F : Tu fais juste semblant. C’est d’ailleurs ce que tu connais le mieux, « faire comme si ». Ce que tu montres à ton public, c’est plus moi, c’est une mauvaise copie de moi. Quand je me regarde sur tes écrans, je me reconnais à peine.
T : Mais c’est pour mieux te servir, mon ami, que je fais tout ça. Je me donne un mal de chien, tu sais, c’est du boulot ! Et puis allez, regarde la finale Francfort-Real Madrid de 1960, entièrement filmée en plans moyens –même pas larges !-c’était pas le pied quand même ! OK, ça a fait 7 à 3, 10 buts. Mais y avait même pas de ralentis, tu te rends compte ?
F : Tu sais combien y avait de spectateurs à Glasgow, pour cette finale ? 127 000 ! Pour un match qu’était pas le pied… Di Stefano, Puskas, Gento, ils étaient nuls ?
T : Mais chez eux, les gens, ils s’emmerdaient. On aurait revu chaque but de Di Stefano cinq fois, ça aurait quand même eu une autre gueule non ? Et en superloupe, je te dis pas, on aurait pu voir le bout de son lacet sur son extérieur du pied de la 73e minute.

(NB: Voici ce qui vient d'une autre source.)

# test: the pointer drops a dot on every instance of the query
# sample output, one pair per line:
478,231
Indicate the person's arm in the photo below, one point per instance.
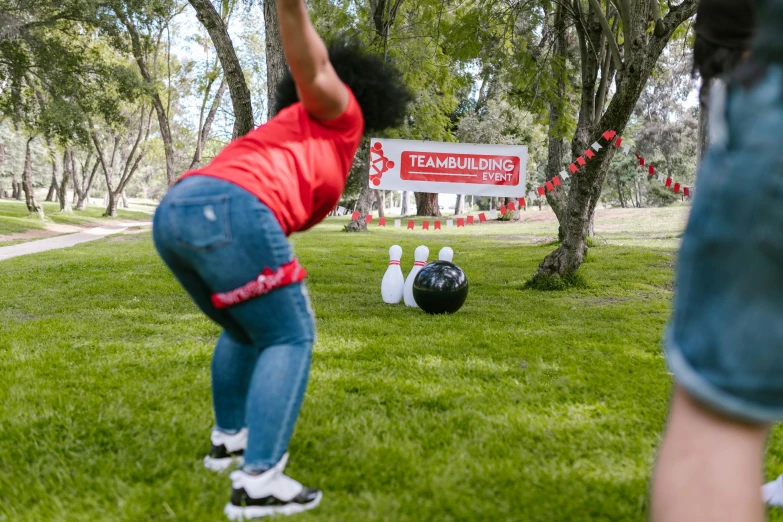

C’est une information, ça, non ?
F : Je me souviens pas de cet extérieur du pied là et moi je vais te dire, j’m’en fous. Les lacets, c’est juste dans le vestiaire avant le match. Faut faire gaffe avec, pour pas se mélanger les pinceaux pendant. Mais voir ça pendant le match, comme tu dis en superloupe, pour quoi faire ? J’aimerais mieux continuer à voir le match qui se joue là-dessous et que du coup plus personne ne voit… Et puis aussi, les spectatrices qui se griment pour passer (peut-être) deux secondes sur l’écran géant du stade, les supporters qui font coucou, les gamins accoutrés comme pour Halloween, je m’en contrefiche.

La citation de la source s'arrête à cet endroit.